THE CHURCH IN SUDAN FACES PERSECUTION

By Unknown - Thursday, September 28, 2017

A month after seven church leaders were arrested, interrogated and released on bail, police in Sudan detained and questioned another church leader in Omdurman on Friday (Sept. 22), sources said.
Elder Mahjoub Abotrin of the Sudanese Church of Christ (SCOC) was arrested from his home in Omdurman, across the Nile River from Khartoum, and was interrogated before he was released. It was not clear if he was charged with any offense, but sources said that he was arrested because of his refusal to hand over SCOC leadership to government-appointed leadership.
The current leadership expires on March 2018. The SCOC constitution calls for a general assembly every three years to appoint church leaders.
Rev. Kwa Shamaal (also transliterated Kuwa Shamaal), SCOC head of missions, confirmed the arrest of Abotrin to Morning Star News.
"We cannot allow them [government-appointed committee members] to take over the church," Shamaal said.
On Aug. 23 seven church leaders were arrested, jailed for six hours and interrogated for refusing to comply with a government order to hand over church leadership to the government's committee. The leaders were released on bail after authorities told them to comply with the government order, which they roundly rejected.
Shamaal and the Rev. Ayoub Mattan, SCOC moderator, were among the church leaders arrested. Pastor Shamaal was previously arrested on Dec. 18, 2015 and acquitted on Jan. 2 this year of charges ranging from spying to inciting hatred against the government.
Pastors Mattan, Shamaal and the others are still members of the legitimate executive committee of the SCOC.
Another SCOC pastor, the Rev.
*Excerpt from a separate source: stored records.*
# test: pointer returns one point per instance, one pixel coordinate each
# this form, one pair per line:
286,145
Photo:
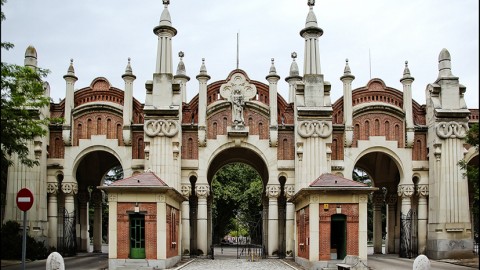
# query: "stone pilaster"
202,191
273,191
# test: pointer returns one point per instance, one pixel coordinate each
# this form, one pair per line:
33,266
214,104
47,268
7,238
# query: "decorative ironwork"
408,235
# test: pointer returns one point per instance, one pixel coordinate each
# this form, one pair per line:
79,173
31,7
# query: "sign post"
24,203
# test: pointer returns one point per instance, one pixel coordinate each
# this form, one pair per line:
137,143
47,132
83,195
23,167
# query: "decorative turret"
311,33
407,80
347,80
293,78
272,79
31,57
182,77
202,78
160,99
70,79
128,78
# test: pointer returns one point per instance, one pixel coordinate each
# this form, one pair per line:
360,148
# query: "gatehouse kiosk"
331,221
144,222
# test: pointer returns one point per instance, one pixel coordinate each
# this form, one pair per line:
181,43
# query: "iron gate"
408,235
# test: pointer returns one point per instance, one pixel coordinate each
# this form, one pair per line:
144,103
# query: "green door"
137,236
338,235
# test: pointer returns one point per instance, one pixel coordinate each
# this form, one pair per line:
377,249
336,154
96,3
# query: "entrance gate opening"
137,236
338,236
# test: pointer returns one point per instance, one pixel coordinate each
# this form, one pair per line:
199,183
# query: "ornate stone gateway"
408,150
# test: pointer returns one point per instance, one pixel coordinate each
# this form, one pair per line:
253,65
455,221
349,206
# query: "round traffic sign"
24,199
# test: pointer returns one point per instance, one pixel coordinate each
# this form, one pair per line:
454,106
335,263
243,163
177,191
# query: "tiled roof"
332,180
140,180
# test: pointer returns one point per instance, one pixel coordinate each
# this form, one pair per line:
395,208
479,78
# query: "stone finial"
181,66
421,263
347,73
128,69
273,70
55,262
294,67
444,64
203,70
406,73
71,70
30,57
346,70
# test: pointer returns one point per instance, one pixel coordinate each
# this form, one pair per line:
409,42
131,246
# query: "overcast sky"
377,36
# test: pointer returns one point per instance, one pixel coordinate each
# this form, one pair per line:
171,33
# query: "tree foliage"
471,169
21,120
22,99
237,203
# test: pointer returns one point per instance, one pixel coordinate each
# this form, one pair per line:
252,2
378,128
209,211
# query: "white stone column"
83,215
52,213
377,222
69,189
362,227
97,220
202,191
186,191
422,191
290,221
273,191
391,206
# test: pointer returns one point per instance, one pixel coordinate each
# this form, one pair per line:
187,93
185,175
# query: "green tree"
21,121
471,169
237,204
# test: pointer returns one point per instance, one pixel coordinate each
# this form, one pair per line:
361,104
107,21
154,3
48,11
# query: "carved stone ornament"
273,191
391,199
112,197
422,190
52,188
186,190
237,91
405,190
315,128
168,128
69,188
451,130
289,191
202,191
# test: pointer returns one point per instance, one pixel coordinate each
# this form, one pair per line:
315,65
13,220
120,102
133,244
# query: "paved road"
83,261
99,261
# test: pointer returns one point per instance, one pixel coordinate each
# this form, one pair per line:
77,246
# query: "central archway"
242,158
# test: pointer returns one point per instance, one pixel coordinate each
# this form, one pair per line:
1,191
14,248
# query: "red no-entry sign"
24,199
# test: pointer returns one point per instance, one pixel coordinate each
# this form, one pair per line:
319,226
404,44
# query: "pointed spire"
30,57
181,66
311,18
406,73
165,19
70,71
293,66
128,70
444,64
347,73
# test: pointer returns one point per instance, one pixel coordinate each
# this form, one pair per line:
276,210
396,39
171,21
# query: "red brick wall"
303,233
123,228
173,218
286,146
350,210
378,124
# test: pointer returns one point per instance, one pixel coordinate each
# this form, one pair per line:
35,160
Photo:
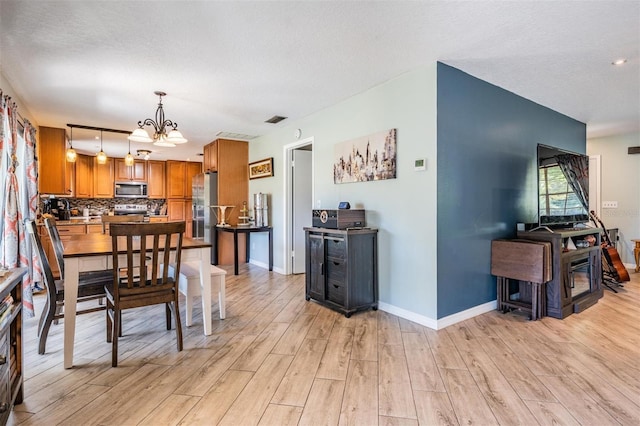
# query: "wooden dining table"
93,252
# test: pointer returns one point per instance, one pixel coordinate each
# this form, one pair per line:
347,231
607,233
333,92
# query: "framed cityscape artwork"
367,158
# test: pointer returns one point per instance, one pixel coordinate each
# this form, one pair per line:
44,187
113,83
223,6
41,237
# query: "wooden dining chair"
145,246
90,287
107,219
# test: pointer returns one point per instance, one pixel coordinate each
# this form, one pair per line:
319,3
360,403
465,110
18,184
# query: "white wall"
620,176
7,89
403,209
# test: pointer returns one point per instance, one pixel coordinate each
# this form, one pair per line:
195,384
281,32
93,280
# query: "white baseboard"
266,266
443,322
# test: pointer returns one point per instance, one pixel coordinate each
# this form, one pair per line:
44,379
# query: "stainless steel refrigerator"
204,195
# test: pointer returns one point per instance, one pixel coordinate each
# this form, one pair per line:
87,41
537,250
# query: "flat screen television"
563,187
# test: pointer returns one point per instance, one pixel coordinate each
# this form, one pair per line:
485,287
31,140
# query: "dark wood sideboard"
342,268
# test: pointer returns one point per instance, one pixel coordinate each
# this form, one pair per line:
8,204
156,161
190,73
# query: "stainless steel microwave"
131,190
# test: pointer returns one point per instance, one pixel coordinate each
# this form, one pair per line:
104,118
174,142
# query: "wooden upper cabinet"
103,182
84,176
135,173
176,177
70,178
52,146
155,179
179,175
193,169
210,158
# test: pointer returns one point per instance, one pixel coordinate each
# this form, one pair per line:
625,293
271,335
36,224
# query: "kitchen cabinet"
192,169
11,358
175,209
103,179
342,268
176,178
179,176
210,157
70,178
84,176
52,169
230,159
135,173
155,179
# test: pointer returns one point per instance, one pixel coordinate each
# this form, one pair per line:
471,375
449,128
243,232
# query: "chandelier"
71,153
160,126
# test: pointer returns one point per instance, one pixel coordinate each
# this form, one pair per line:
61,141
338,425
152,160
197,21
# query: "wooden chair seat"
144,282
90,284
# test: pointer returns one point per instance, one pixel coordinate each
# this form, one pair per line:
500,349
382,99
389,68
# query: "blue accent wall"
487,178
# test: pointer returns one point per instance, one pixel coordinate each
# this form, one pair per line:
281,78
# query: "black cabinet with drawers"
11,363
342,268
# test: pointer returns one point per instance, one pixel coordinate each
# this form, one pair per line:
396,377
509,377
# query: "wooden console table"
247,230
636,254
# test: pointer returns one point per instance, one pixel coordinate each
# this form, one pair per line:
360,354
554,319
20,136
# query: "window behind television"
563,186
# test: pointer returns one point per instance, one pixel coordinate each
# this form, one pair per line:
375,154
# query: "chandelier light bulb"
101,156
71,155
161,126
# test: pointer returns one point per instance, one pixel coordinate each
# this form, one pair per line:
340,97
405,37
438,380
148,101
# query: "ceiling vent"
275,119
231,135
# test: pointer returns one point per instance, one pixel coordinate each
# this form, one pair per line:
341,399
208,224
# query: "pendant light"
71,153
101,156
128,160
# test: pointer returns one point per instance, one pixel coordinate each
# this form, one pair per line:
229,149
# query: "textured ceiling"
229,66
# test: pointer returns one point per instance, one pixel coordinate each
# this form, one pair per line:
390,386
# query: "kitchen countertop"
91,220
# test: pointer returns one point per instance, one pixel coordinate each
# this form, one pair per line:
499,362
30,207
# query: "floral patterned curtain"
13,244
576,171
29,204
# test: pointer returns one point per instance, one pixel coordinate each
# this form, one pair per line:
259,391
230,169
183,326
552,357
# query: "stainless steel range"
123,209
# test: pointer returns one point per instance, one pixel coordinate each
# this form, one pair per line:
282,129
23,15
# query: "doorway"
299,202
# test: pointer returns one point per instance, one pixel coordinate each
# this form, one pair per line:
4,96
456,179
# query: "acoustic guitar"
611,255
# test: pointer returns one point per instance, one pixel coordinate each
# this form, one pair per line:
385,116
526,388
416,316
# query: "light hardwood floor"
279,360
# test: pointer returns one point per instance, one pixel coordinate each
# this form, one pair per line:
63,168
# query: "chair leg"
43,315
43,331
168,314
176,315
116,333
109,323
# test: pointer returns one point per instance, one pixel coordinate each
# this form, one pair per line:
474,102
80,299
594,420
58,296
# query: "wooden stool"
189,285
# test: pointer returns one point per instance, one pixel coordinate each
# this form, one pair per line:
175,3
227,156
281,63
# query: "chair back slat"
49,281
147,246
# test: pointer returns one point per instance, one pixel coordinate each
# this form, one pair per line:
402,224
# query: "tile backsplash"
104,205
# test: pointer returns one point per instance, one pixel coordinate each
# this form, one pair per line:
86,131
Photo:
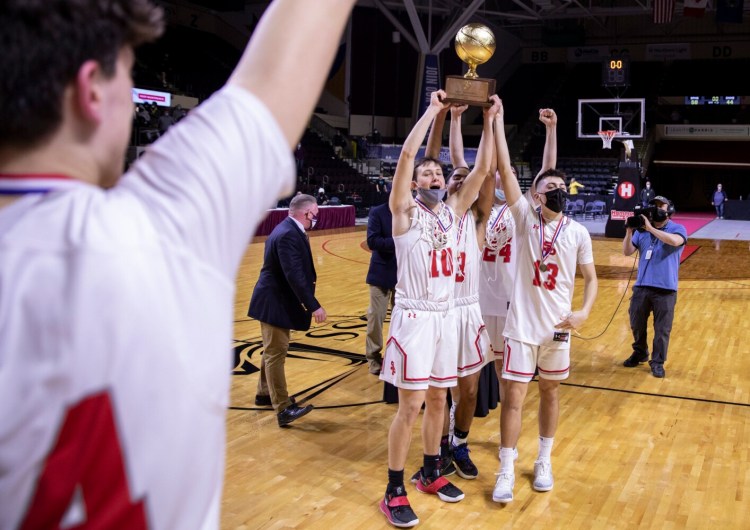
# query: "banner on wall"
142,95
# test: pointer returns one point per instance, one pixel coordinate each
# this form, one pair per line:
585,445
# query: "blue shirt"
661,270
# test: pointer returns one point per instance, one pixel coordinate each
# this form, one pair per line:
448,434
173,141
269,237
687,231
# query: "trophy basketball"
475,44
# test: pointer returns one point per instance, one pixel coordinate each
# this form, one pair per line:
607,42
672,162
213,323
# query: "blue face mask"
431,197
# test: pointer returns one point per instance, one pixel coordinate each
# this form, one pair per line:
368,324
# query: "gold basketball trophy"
475,44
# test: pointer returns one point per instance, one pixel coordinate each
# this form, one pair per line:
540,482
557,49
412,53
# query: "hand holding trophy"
475,44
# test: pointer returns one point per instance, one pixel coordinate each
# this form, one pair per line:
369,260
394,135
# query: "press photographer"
659,242
642,213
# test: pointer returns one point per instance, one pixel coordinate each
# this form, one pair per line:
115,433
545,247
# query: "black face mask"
556,200
660,215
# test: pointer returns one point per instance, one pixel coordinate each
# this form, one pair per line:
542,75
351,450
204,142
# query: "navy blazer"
382,272
285,293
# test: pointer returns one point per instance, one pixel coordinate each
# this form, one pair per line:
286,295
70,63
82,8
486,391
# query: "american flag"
694,8
663,10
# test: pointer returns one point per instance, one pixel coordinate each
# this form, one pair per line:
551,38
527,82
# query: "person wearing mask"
659,243
647,194
284,299
118,289
718,199
541,317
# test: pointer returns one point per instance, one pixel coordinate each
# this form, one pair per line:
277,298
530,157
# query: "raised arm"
294,40
435,138
456,142
628,248
549,159
467,194
510,183
400,199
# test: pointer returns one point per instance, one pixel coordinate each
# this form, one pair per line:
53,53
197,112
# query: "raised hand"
548,117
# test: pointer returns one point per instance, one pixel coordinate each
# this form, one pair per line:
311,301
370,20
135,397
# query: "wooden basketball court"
631,451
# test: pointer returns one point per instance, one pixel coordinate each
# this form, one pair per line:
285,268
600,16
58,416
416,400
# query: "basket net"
606,137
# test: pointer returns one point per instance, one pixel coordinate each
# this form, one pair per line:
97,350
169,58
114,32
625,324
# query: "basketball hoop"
607,138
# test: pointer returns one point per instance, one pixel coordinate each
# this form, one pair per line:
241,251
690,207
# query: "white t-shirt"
541,299
467,258
498,265
121,302
425,270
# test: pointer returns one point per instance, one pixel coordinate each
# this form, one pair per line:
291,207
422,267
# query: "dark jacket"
285,293
646,195
382,272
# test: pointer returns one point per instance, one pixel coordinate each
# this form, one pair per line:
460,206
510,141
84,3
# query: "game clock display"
616,71
713,100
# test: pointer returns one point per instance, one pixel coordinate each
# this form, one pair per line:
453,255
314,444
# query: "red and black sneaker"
395,506
440,486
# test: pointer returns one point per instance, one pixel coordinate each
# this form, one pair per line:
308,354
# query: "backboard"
626,116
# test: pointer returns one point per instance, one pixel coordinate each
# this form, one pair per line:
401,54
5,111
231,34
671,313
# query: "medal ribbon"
554,236
499,218
443,227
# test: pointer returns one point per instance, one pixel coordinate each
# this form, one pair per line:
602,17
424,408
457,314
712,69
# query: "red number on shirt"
87,457
461,267
549,281
445,267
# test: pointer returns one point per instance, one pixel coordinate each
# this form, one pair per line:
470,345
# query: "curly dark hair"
45,42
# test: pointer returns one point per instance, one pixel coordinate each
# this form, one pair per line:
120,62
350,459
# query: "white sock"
506,460
545,448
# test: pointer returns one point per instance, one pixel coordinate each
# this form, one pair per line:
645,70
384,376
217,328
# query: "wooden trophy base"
469,91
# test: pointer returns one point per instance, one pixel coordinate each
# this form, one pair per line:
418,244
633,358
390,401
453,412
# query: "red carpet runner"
692,222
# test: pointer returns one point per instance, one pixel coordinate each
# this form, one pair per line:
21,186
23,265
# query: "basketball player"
540,317
499,253
423,321
117,294
473,341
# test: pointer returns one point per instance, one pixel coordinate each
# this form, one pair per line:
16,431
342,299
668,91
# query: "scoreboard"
713,100
616,72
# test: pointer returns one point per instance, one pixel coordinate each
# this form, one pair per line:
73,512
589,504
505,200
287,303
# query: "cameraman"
660,242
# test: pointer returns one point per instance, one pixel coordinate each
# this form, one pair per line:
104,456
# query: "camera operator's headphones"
660,198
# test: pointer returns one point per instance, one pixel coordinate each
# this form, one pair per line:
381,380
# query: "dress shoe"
634,360
265,401
262,401
291,413
657,369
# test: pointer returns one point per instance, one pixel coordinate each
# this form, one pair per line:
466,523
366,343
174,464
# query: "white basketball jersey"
426,257
116,326
467,258
498,263
548,253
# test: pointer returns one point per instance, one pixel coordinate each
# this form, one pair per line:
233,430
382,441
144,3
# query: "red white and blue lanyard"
499,218
22,184
554,236
443,228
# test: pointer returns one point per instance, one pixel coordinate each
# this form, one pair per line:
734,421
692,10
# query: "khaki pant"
272,381
379,298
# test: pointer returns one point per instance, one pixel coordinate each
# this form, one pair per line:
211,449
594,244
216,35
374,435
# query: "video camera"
652,212
636,221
Hassan Abdelrahim Tawor, had received a 12-year sentence earlier this year after being charged with spying and trying to tarnish Sudan's image, but he was freedalong with Abdulmonem Abdumawla of Darfur on May 11 after receiving a presidential pardon.
He had been arrested along with Pastor Shamaal in December 2015. They were convicted on baseless charges of assisting Czech aid worker Petr Jasek - pardoned and released on Feb. 25 - in alleged espionage, causing hatred among communities and spreading false information, according to their attorney.
Foreign diplomats and international rights activists took notice of the case after Morning Star News broke the story of the arrest of pastors Abdelrahim Tawor and Shamaal. Their arrests were seen as part of a recent upsurge in harassment of Christians.
Most SCOC members have roots among the ethnic Nuba in the Nuba Mountains of Sudan's South Kordofan state, where the government is fighting an insurgency. The Nuba along with other Christians in Sudan face discrimination and harassment, as Sudanese President Omar Al-Bashir has vowed to introduce a stricter version of sharia (Islamic law) and recognize only Islamic culture and Arabic language.
In its campaign to rid the country of Christianity, Sudan has designated 25 church buildings for destruction, and on Aug. 2 it demolished a Baptist church in Omdurman. On May 7 Khartoum state authorities in Sudan demolished a church building in the Khartoum suburb of Soba al Aradi, which began as a refugee camp for south Sudanese. A bulldozer sent by Jebel Aulia locality and the Ministry of Planning and Urban Development destroyed the SCOC building.
Authorities had notified church leaders of the impending demolition just a week prior. The government reportedly claimed the churches were built on land zoned for residential or other uses, or were on government land, but church leaders said it is part of wider crack-down on Christianity.
Harassment, arrests and persecution of Christians have intensified since the secession of South Sudan in July 2011. The Sudanese Minister of Guidance and Endowments announced in April 2013 that no new licenses would be granted for building new churches in Sudan, citing a decrease in the South Sudanese population.
Sudan since 2012 has expelled foreign Christians and bulldozed church buildings on the pretext that they belonged to South Sudanese. Besides raiding Christian bookstores and arresting Christians, authorities threatened to kill South Sudanese Christians who do not leave or cooperate with them in their effort to find other Christians.
Sudan fought a civil war with the south Sudanese from 1983 to 2005, and in June 2011, shortly before the secession of South Sudan the following month, the government began fighting a rebel group in the Nuba Mountains that has its roots in South Sudan.
Due to its treatment of Christians and other human rights violations, Sudan has been designated a Country of Particular Concern by the U.S. State Department since 1999, and the U.S. Commission on International Religious Freedom recommended the country remain on the list in its 2017 report.
Sudan ranked fifth on Christian support organization Open Doors' 2017 World Watch List of countries where Christians face most persecution.